Old Travel Photograph Harbour South Queensferry Scotland


Old travel photograph of the harbour at South Queensferry near Edinburgh, Scotland. South Queensferry has a long history as a port, as it served as the South terminal of the Passagium Reginae, Queen Margarets Ferry, all through the Middle Ages. It was then, like its counterpart at North Queensferry, the property of Dunfermline Abbey, to which the ferry had been given by King David I about 1150. In 1763, the harbour was in great measure demolished by a storm, just when the Burgh was employed in carrying forward a second quay, which was judged to be absolutely necessary to make the harbour complete, the work in question probably having been an elongation of the West pier. In the 1780s the East pier was dangerous, and was threatening to the Passage jetty which ran along its East side: work was accordingly begun with the object of extending the pier and turning its end westwards, as a precaution against north easterly seas, but in 1789 a storm wrecked the new construction and also breached the West pier. This disaster seems to have necessitated a change of plan, as in 1791 the point of the East pier was lengthened, and in 1792 it was decided to take down and rebuilds the West Head of the Harbour without any gap or opening.
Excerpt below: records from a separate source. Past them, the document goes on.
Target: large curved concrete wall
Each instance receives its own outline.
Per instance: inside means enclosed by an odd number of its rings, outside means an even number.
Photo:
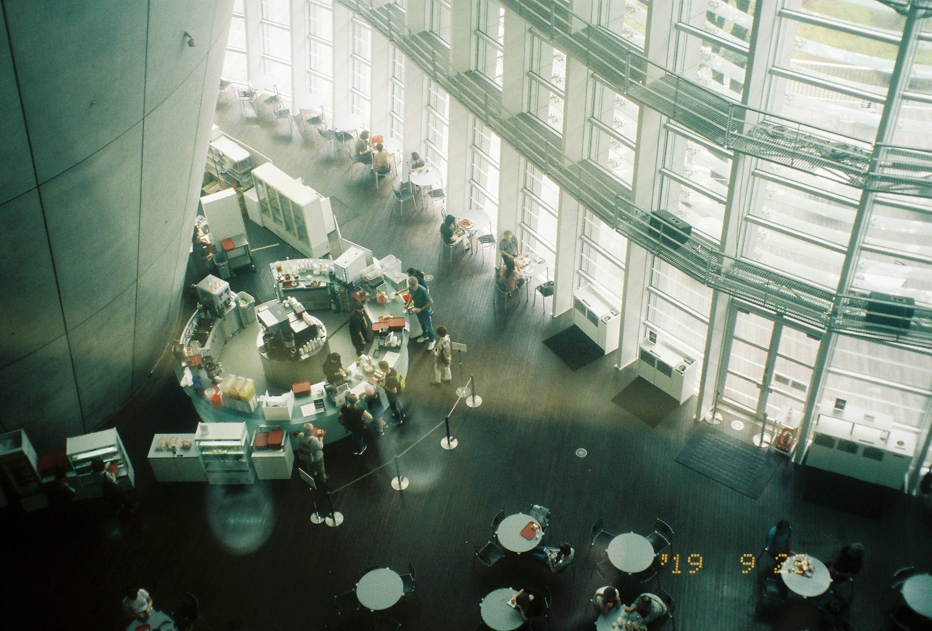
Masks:
[[[50,450],[169,342],[233,0],[2,5],[0,424]]]

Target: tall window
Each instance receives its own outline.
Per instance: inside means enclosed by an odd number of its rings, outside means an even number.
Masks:
[[[404,55],[389,45],[389,63],[391,77],[389,81],[389,135],[395,140],[404,138]]]
[[[449,135],[450,97],[432,80],[427,87],[427,129],[424,133],[424,159],[443,173],[446,180],[446,142]]]
[[[547,262],[553,271],[556,261],[556,218],[560,187],[534,165],[524,162],[521,186],[521,243]]]
[[[711,288],[654,258],[647,291],[647,328],[702,358],[712,306]]]
[[[588,210],[582,213],[578,286],[592,285],[617,308],[624,288],[628,240]]]
[[[595,75],[589,83],[589,159],[630,186],[634,182],[637,105]]]
[[[505,9],[495,0],[476,0],[475,70],[500,88],[504,69]]]
[[[291,3],[261,0],[259,11],[262,72],[277,79],[275,87],[282,96],[291,97]]]
[[[473,125],[470,138],[469,205],[471,210],[481,212],[474,214],[485,215],[477,223],[485,222],[486,226],[490,226],[492,234],[495,234],[499,216],[499,160],[501,141],[481,120],[470,117]]]
[[[352,52],[350,55],[350,111],[369,126],[372,95],[372,28],[353,18],[350,21]]]
[[[245,86],[249,83],[246,70],[246,18],[243,15],[243,0],[233,3],[233,18],[230,21],[230,34],[226,40],[226,54],[224,57],[223,77],[227,81]]]
[[[562,134],[567,56],[533,34],[529,39],[528,111]]]
[[[334,11],[332,0],[308,0],[308,91],[334,114]]]
[[[447,0],[430,0],[431,33],[447,46],[450,45],[450,3]]]

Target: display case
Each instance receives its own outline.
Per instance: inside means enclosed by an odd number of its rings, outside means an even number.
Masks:
[[[81,487],[85,489],[86,497],[103,495],[103,489],[90,471],[90,461],[98,456],[103,460],[105,467],[116,466],[116,483],[121,488],[128,490],[135,486],[136,474],[132,470],[132,463],[116,429],[69,438],[65,445],[65,453]]]
[[[211,484],[253,484],[246,423],[199,423],[195,445]]]
[[[271,162],[253,170],[262,225],[311,258],[330,252],[336,226],[325,198]]]
[[[34,511],[48,505],[42,490],[38,456],[22,430],[0,434],[0,470],[23,510]]]

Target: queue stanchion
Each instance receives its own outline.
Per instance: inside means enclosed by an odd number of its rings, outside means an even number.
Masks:
[[[470,375],[469,380],[473,383],[473,393],[466,397],[466,405],[470,407],[478,407],[482,405],[482,397],[475,393],[475,375]]]
[[[395,456],[395,477],[391,478],[391,487],[396,491],[403,491],[407,488],[408,479],[402,477],[402,470],[398,465],[398,457]]]
[[[444,418],[444,423],[446,425],[446,436],[440,439],[440,446],[444,447],[447,451],[450,449],[456,449],[459,441],[456,438],[450,438],[450,415],[446,415]]]
[[[330,504],[330,514],[323,520],[330,528],[336,528],[343,523],[343,514],[334,510],[334,500],[327,491],[327,503]]]

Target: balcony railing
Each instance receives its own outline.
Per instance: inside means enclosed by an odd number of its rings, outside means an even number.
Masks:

This may or may not have been done, as in 1795 a further decision was taken to rebuild the West pier. For the next twenty years no major works are recorded, but by 1815 the harbour had become unsafe, and an ambitious scheme was finding favour, namely to builds a breakwater westwards from the Sealscraig rocks and to enclose the whole of the bay. This, however, proved too costly, and in 1817 it was decoded, on the advice of an engineer named Hugh Baird, to turn the West pier at right angle and run it eastward, to make the entrance in the North East corner, and to rebuild the head of the East pier. Another entrance, presumably one at the North West corner, was closed, and the harbour thus seems to have been brought more or less to its present form.